1.1- Bu nasıl zorla Müslüman olmaktır ki, Müslüman oluşunun üzerinden henüz 50 sene geçmeden Müslümanlık uğruna Türkler, kanlarını sebil gibi akıtmışlar, İ’lâ-yi Kelime-t’ullah uğruna, gül bahçesine girer gibi ukba âlemine göç etmişlerdir?’

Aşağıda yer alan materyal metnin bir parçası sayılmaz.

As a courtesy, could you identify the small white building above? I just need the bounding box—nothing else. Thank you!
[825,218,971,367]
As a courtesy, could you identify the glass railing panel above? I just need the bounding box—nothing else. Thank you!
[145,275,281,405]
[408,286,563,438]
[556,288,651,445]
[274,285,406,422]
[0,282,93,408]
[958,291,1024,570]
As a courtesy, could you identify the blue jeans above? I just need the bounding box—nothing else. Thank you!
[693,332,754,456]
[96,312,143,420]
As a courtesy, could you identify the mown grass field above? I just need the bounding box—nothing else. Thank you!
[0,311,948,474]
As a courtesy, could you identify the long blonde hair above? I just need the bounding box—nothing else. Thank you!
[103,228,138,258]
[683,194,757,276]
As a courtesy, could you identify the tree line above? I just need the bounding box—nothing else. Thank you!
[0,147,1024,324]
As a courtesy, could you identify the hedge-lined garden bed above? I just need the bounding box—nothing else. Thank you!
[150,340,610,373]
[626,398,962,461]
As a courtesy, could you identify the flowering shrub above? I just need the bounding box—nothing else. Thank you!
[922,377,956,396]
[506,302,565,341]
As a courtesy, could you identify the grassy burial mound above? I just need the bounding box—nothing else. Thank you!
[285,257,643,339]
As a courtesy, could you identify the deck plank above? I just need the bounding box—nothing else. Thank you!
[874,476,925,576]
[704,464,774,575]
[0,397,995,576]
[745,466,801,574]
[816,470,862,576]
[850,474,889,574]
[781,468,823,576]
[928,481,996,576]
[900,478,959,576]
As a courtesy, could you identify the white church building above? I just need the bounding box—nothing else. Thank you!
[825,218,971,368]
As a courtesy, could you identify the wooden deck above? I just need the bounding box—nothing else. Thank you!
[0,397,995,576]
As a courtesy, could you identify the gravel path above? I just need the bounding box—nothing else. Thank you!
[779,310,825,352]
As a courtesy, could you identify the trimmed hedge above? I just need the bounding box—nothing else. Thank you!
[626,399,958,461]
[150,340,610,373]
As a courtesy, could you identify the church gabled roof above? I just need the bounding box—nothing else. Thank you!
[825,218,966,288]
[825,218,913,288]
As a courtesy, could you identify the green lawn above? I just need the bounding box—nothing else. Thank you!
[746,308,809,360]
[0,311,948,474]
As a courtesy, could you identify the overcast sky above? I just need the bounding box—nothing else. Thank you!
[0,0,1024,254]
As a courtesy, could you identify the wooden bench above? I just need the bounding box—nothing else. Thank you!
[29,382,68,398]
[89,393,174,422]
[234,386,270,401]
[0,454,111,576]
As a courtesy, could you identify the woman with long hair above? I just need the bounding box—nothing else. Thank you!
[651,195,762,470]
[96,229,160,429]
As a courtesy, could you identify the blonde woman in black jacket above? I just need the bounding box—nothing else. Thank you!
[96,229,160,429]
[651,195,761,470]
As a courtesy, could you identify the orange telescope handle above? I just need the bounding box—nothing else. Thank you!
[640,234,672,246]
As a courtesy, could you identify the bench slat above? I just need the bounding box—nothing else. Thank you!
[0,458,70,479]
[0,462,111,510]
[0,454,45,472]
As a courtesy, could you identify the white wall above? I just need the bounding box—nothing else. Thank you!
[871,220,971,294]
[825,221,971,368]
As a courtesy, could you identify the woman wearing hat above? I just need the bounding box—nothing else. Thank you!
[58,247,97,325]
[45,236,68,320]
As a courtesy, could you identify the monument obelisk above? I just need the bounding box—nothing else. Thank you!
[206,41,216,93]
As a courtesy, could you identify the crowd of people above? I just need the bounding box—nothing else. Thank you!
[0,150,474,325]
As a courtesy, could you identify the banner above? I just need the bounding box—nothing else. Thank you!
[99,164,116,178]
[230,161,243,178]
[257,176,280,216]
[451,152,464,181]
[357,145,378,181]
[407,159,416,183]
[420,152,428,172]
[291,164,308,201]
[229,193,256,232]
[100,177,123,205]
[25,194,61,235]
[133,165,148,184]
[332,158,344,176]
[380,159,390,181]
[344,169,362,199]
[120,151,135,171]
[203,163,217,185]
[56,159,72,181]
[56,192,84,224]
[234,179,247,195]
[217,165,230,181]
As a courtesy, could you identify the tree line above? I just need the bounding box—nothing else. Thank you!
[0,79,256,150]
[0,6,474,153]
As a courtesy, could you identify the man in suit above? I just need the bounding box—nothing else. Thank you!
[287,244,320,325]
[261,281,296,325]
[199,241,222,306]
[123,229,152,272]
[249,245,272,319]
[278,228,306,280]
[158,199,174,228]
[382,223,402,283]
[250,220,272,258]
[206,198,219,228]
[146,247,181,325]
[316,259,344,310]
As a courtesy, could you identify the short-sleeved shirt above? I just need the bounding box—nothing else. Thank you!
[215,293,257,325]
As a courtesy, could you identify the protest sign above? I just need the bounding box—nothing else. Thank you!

1.2- İlk bayan sahabe, Türk asıllı Hz. Sümeyye (Radıyallahu Anhümâ), kimden gelen nasıl bir zorlama ile Müslüman olmuştur? O mübârek hanım, Müslüman olması için değil, Müslümanlıktan çıkması için, İslam ve Hz. Peygamber (sav) Efendimizin amansız düşmanı Ebu Cehil tarafından eziyetlere-işkencelere mâruz bırakılmış olmasına rağmen İslamiyet’ten ayrılmamış, bu sebeple İslam’ın ilk bayan şehidi olmuştur.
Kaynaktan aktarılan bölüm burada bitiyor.